They're doing it backwards; walking up the down slide.

River ,'Ariel'


Natter 64: Yes, we still need you  

Off-topic discussion. Wanna talk about corsets, duct tape, or physics? This is the place. Detailed discussion of any current-season TV must be whitefonted.


Allyson - Sep 14, 2009 8:09:31 am PDT #8699 of 30001
Wait, is this real-world child support, where the money goes to buy food for the kids, or MRA fantasyland child support where the women just buy Ferraris and cocaine? -Jessica

Hee. Thanks. I feel like I've accomplished something.


Fred Pete - Sep 14, 2009 8:11:20 am PDT #8700 of 30001
Ann, that's a ferret.

I hope it's soon announced that Kanye is entering rehab

I can't think of any other explanation. I mean, if he'd said it after the ceremony, he'd at least be following a long tradition of either sore loserhood or coming to the defense of your friends or both, depending on whether you think it's a good idea to say such things. But jumping on stage during the winner's acceptance speech? Not even if Mrs. Miller had won a Grammy.


Trudy Booth - Sep 14, 2009 8:16:49 am PDT #8701 of 30001
Greece's financial crisis threatens to take down all of Western civilization - a civilization they themselves founded. A rather tragic irony - which is something they also invented. - Jon Stewart

There's asshole rehab?

Actually, someone could make a MINT if they founded an asshole rehab.


Tom Scola - Sep 14, 2009 8:20:03 am PDT #8702 of 30001
Remember that the frontier of the Rebellion is everywhere. And even the smallest act of insurrection pushes our lines forward.
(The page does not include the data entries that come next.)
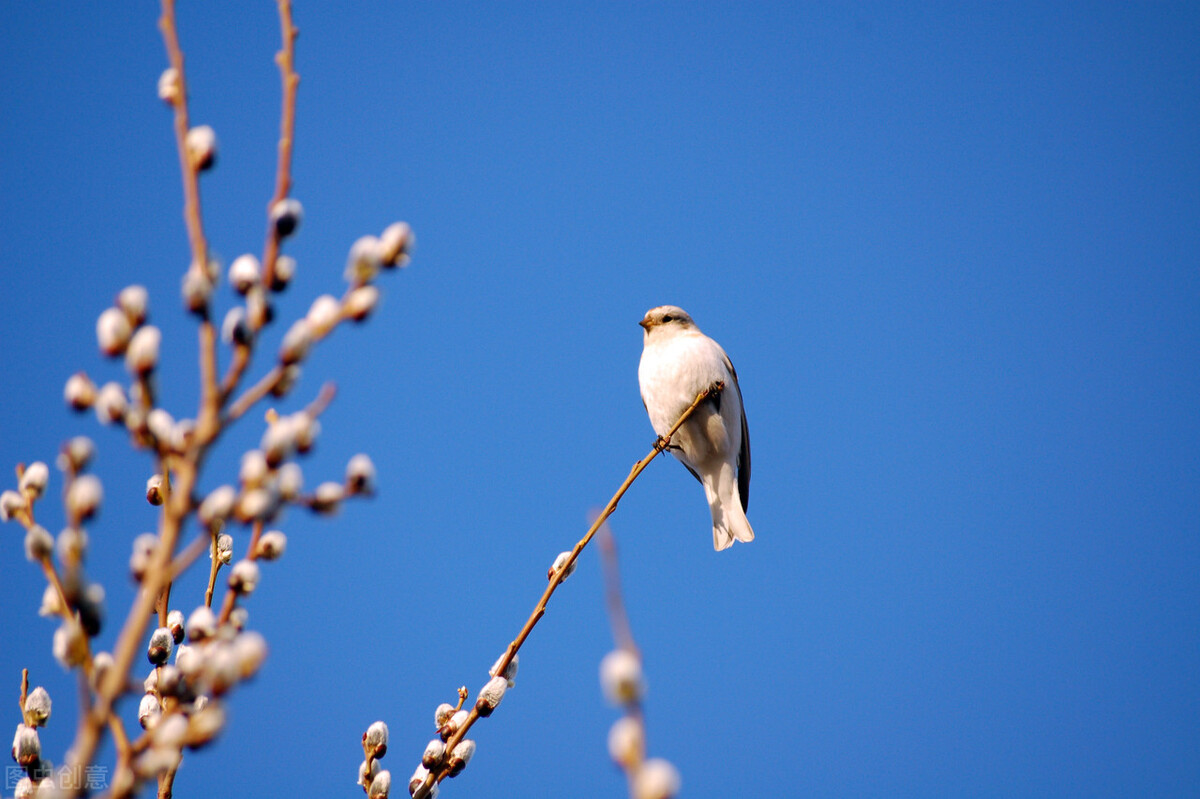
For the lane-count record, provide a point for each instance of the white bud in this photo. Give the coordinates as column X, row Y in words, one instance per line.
column 113, row 331
column 34, row 479
column 327, row 498
column 559, row 562
column 70, row 644
column 364, row 260
column 510, row 672
column 286, row 216
column 79, row 391
column 197, row 289
column 657, row 780
column 381, row 785
column 627, row 742
column 142, row 355
column 202, row 146
column 323, row 314
column 161, row 643
column 361, row 301
column 297, row 342
column 37, row 707
column 202, row 625
column 245, row 272
column 271, row 545
column 84, row 496
column 360, row 475
column 168, row 85
column 490, row 696
column 621, row 677
column 396, row 242
column 217, row 505
column 39, row 544
column 244, row 577
column 133, row 301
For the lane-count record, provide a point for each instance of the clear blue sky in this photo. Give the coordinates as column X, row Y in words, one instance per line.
column 953, row 251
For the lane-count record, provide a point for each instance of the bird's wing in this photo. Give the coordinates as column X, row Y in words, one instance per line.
column 744, row 452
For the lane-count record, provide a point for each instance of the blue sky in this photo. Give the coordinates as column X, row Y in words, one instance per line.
column 952, row 250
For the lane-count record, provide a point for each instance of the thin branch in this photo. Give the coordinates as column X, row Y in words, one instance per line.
column 558, row 576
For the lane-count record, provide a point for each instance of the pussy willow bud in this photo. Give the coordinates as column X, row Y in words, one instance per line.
column 510, row 672
column 271, row 545
column 364, row 260
column 460, row 756
column 395, row 244
column 202, row 146
column 154, row 490
column 245, row 272
column 435, row 754
column 381, row 785
column 244, row 577
column 161, row 644
column 360, row 302
column 79, row 391
column 113, row 331
column 360, row 475
column 168, row 85
column 559, row 562
column 657, row 780
column 285, row 270
column 142, row 355
column 202, row 624
column 621, row 677
column 34, row 479
column 37, row 707
column 39, row 544
column 323, row 314
column 297, row 342
column 286, row 216
column 217, row 505
column 84, row 496
column 375, row 739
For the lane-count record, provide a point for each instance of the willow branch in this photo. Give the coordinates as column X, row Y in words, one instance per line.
column 559, row 575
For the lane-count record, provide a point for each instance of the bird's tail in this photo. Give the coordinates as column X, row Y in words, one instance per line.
column 730, row 522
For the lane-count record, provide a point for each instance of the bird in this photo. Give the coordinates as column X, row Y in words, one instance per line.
column 678, row 362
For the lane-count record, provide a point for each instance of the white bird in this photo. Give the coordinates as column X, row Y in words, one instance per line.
column 678, row 362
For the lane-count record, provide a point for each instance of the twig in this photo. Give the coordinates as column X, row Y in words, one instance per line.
column 558, row 576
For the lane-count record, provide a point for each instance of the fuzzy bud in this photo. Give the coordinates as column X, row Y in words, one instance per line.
column 39, row 544
column 360, row 302
column 202, row 624
column 286, row 216
column 375, row 739
column 460, row 756
column 490, row 696
column 154, row 490
column 381, row 785
column 621, row 677
column 323, row 314
column 161, row 643
column 435, row 752
column 245, row 272
column 113, row 331
column 84, row 496
column 202, row 146
column 559, row 562
column 142, row 355
column 396, row 244
column 271, row 545
column 216, row 506
column 297, row 342
column 657, row 780
column 244, row 577
column 79, row 391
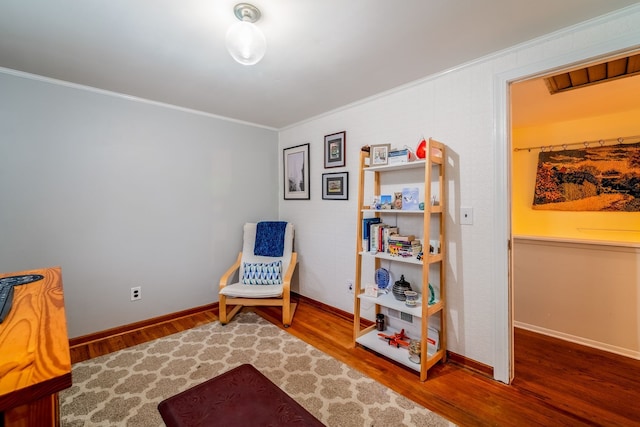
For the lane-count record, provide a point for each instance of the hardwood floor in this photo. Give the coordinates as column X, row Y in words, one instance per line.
column 557, row 383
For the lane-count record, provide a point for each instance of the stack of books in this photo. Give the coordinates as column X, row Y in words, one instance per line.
column 404, row 246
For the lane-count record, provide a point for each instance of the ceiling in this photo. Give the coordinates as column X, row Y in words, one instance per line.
column 321, row 54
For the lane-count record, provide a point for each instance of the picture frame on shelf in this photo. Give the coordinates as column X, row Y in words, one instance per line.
column 335, row 186
column 334, row 150
column 379, row 154
column 296, row 172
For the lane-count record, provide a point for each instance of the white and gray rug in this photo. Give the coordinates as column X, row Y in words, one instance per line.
column 125, row 387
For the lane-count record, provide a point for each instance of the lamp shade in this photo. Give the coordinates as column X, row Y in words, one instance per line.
column 246, row 43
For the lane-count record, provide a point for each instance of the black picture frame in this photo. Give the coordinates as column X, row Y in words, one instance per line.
column 295, row 162
column 379, row 154
column 334, row 150
column 335, row 186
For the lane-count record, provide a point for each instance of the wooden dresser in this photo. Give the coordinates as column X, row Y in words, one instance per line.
column 34, row 352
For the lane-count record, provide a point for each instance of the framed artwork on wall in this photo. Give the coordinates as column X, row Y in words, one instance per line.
column 335, row 186
column 334, row 150
column 379, row 154
column 296, row 172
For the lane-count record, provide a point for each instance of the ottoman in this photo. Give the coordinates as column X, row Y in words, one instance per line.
column 240, row 397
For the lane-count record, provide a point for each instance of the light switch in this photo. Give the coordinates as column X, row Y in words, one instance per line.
column 466, row 216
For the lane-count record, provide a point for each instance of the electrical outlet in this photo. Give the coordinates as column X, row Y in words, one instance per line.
column 350, row 286
column 466, row 216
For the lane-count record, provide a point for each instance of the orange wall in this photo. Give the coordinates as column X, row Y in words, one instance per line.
column 599, row 226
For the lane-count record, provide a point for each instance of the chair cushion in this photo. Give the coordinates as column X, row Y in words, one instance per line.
column 270, row 238
column 261, row 273
column 250, row 291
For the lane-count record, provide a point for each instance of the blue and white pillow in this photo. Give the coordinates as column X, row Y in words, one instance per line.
column 260, row 273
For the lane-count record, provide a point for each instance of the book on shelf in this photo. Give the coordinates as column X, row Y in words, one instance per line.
column 433, row 340
column 366, row 228
column 410, row 199
column 385, row 201
column 375, row 237
column 402, row 238
column 386, row 232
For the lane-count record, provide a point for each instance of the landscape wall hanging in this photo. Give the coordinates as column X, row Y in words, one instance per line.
column 602, row 178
Kanye West & his bottle of Hennessey at the VMAs: [link]


StuntHusband - Sep 14, 2009 8:22:28 am PDT #8703 of 30001
Electromagnetic candy! - Stark

Actually, someone could make a MINT if they founded an asshole rehab.

(sigh) And they'd be getting some money from me. No matter how hard I try, I fall off the nice-person wagon, someone gets the backside of my hand (verbally), and then I spend weeks attempting to recover from being a jackass.
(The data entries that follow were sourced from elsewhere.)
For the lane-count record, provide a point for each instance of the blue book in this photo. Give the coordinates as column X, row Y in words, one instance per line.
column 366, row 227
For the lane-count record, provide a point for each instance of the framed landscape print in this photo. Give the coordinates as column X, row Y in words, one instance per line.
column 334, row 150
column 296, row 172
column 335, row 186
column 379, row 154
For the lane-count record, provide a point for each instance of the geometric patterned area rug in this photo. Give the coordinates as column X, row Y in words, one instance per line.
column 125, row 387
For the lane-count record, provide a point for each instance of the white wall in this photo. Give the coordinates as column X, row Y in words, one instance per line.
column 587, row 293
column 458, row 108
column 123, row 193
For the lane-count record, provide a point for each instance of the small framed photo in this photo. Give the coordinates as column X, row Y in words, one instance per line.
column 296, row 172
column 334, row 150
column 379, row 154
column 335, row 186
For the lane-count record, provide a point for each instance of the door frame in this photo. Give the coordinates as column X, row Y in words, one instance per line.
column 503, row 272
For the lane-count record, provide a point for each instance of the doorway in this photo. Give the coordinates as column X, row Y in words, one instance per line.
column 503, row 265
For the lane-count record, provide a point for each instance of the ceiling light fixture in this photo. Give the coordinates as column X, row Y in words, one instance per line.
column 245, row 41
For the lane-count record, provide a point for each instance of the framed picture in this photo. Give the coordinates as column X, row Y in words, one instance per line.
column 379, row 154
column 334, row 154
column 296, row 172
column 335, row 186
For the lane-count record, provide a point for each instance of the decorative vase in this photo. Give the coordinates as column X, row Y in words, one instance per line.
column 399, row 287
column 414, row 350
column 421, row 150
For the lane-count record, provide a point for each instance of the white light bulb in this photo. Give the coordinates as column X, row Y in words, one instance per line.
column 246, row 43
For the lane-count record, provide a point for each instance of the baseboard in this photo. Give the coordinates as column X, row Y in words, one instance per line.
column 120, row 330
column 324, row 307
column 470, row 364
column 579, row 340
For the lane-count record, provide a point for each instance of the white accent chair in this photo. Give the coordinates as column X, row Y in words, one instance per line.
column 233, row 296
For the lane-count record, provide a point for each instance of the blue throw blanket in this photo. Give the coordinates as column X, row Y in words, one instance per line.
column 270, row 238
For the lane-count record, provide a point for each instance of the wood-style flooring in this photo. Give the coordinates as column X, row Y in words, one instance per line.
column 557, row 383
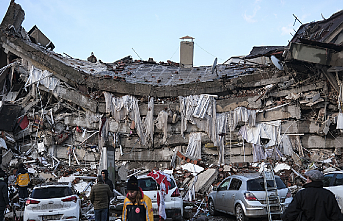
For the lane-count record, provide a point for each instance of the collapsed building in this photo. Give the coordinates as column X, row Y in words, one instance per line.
column 278, row 102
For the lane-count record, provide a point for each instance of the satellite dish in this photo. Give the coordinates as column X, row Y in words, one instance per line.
column 276, row 62
column 214, row 66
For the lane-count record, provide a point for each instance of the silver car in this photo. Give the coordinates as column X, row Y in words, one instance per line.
column 244, row 196
column 333, row 181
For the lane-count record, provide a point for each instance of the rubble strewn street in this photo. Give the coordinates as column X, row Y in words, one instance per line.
column 67, row 119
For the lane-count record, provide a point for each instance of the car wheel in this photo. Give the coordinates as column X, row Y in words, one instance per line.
column 211, row 208
column 240, row 216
It's my version of the vodka bottle most of my family has crawled in to.


erikaj - Sep 14, 2009 8:28:23 am PDT #8704 of 30001
Always Anti-fascist!

Maybe we could take "smoke breaks" together while I'm in Snarky Bitch rehab, SH.


Barb - Sep 14, 2009 8:29:32 am PDT #8705 of 30001
“Not dead yet!”

Maybe we could take "smoke breaks" together while I'm in Snarky Bitch rehab, SH.

Now, why on earth would you need rehab for that?

Signed,

Fellow Snarky Bitch.


Frankenbuddha - Sep 14, 2009 8:37:44 am PDT #8706 of 30001
"We are the Goon Squad and we're coming to town...Beep! Beep!" - David Bowie, "Fashion"

Actually, someone could make a MINT if they founded an asshole rehab.

That would probably require asshole interventions of some kind.

Since the first step would be admitting to being an asshole, I fear there wouldn't be much in the way of voluntary rehab as asshole's often seem to be clueless about their own assholedom.


Frankenbuddha - Sep 14, 2009 8:41:00 am PDT #8707 of 30001
"We are the Goon Squad and we're coming to town...Beep! Beep!" - David Bowie, "Fashion"

(sigh) And they'd be getting some money from me. No matter how hard I try, I fall off the nice-person wagon, someone gets the backside of my hand (verbally), and then I spend weeks attempting to recover from being a jackass.

Some people need a verbal backhanding. People dealing out the deserved treatement are performing a public service, not being assholes.

Also, I see a huge margin of difference between jackassery and assholedom, but that may just be me.


Dana - Sep 14, 2009 8:44:43 am PDT #8708 of 30001
I'm terrifically busy with my ennui.

If I met with an HR person for five minutes during an interview, a short thank you e-mail is appropriate, right?